For the past month, I’ve been slowly working my way through Nate Silver’s book, The Signal and the Noise. It’s really a great read, but if you’re a regular reader on this blog, I’d imagine you’ve already read it. This book is loaded with all kinds of great examples of where predictive analytics succeeds and fails, and I decided to highlight his weather forecasting example because of how surprising it was to me.
For those who aren’t in the know: Most of the weather forecasts out there for the U.S. are originally based on data from the U.S. National Weather Service, a government-run agency tasked with measuring and predicting everything related to weather across all of North America. Commercial companies like The Weather Channel then build off of those data and forecasts and try to produce a “better” forecast — a fairly lucky position to be in, if you consider that the NWS does a good portion of the heavy lifting for them.
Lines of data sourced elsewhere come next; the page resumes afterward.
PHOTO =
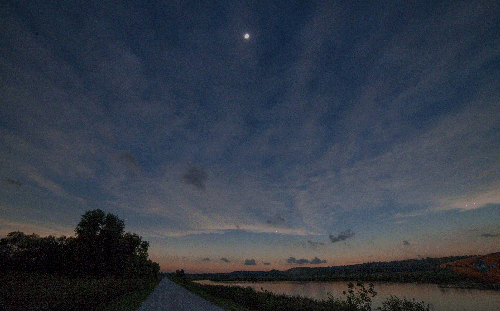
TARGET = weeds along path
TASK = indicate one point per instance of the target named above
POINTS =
(173, 297)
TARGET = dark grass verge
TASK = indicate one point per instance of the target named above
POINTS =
(33, 291)
(239, 298)
(133, 300)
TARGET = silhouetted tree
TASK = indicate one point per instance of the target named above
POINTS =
(100, 248)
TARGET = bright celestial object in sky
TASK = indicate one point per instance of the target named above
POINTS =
(343, 131)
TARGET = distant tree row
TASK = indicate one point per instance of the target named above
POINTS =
(100, 248)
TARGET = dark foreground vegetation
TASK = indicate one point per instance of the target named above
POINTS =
(101, 268)
(357, 297)
(35, 291)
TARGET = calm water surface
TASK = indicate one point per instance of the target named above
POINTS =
(440, 299)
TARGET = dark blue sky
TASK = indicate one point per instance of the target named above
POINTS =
(380, 119)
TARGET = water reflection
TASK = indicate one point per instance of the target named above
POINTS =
(440, 299)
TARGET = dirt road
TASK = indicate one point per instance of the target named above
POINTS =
(172, 297)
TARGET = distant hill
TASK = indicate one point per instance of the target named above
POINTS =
(424, 270)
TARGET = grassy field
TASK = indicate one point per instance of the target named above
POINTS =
(31, 291)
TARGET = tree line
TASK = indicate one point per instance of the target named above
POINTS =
(100, 248)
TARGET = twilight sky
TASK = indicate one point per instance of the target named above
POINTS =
(333, 134)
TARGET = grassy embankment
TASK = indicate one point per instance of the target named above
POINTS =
(33, 291)
(234, 298)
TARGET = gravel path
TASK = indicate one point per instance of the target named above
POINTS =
(170, 296)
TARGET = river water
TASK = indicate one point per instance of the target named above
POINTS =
(439, 299)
We all rely on these weather forecasts to plan our day-to-day activities. For example, before planning a summer grill out over the weekend, we’ll check our favorite weather web site to see whether it’s going to rain. Of course, we’re always left to wonder: Just how accurate are these forecasts? Plotted below is the accuracy of three major weather forecasting services. Note that a perfect forecast means that, e.g., the service forecasted a 20% chance of rain for 40 days of the year, and exactly 8 (20%) of those days actually had rain.
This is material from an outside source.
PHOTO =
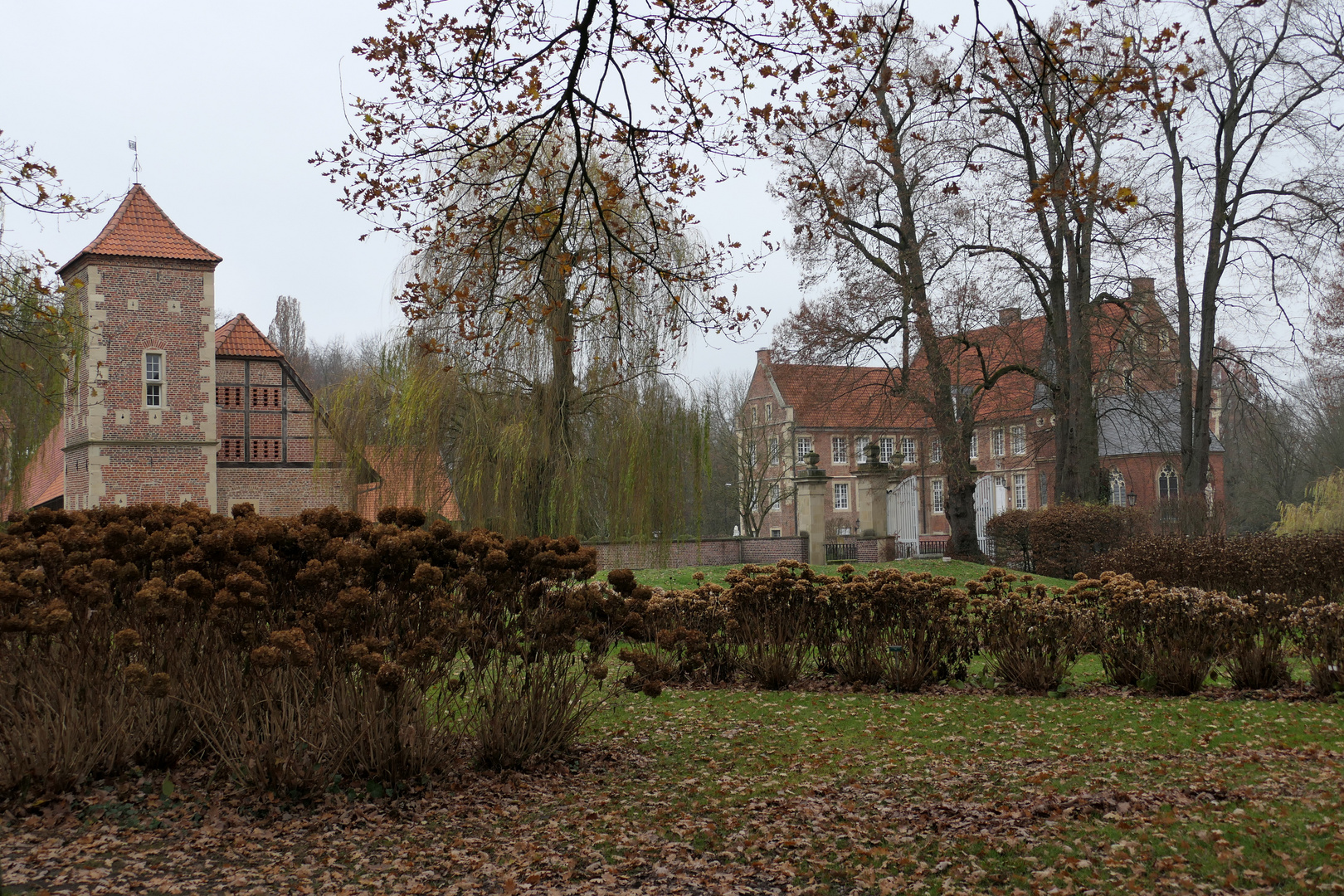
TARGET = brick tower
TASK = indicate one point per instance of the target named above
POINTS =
(140, 416)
There’s some pretty startling trends here. For one, The Weather Service is pretty accurate for the most part, and that’s because they consistently try to provide the most accurate forecasts possible. They pride themselves on the fact that if you go to Weather.gov and it says there’s a 60% chance of rain, there really is a 60% chance of rain that day.
With the advantage of having The Weather Service’s forecasts and data as a starting point, it’s perhaps unsurprising that The Weather Channel manages to be slightly more accurate in their forecasts. The only major inaccuracy they have, which is surprisingly consistent, is in the lower and higher probabilities of raining: Weather.com often forecasts that there’s a higher probability of raining than there really is.
This phenomenon is commonly known as a wet bias, where weather forecasters will err toward predicting more rain than there really is. After all, we all take notice when forecasters say there won’t be rain and it ends up raining (= ruined grill out!); but when they predict rain and it ends up not raining, we’ll shrug it off and count ourselves lucky.
The worst part of this graph is the performance of local TV meteorologists. These guys consistently over-predict rain so much that it’s difficult to place much confidence in their forecasts at all. As Silver notes:
TV weathermen they aren’t bothering to make accurate forecasts because they figure the public won’t believe them anyway. But the public shouldn’t believe them, because the forecasts aren’t accurate.
Even worse, some meteorologists have admitted that they purposely fudge their rain forecasts to improve ratings. What’s a better way to keep you tuning in every day than to make you think it’s raining all the time, and they’re the only ones saving you from soaking your favorite outfit?
For me, the big lesson learned from this chapter in Silver’s book is that I’ll be tuning in to Weather.gov for my weather forecasts from now on. Most notably because, as Silver puts it:
The further you get from the government’s original data, and the more consumer facing the forecasts, the worse this bias becomes. Forecasts “add value” by subtracting accuracy.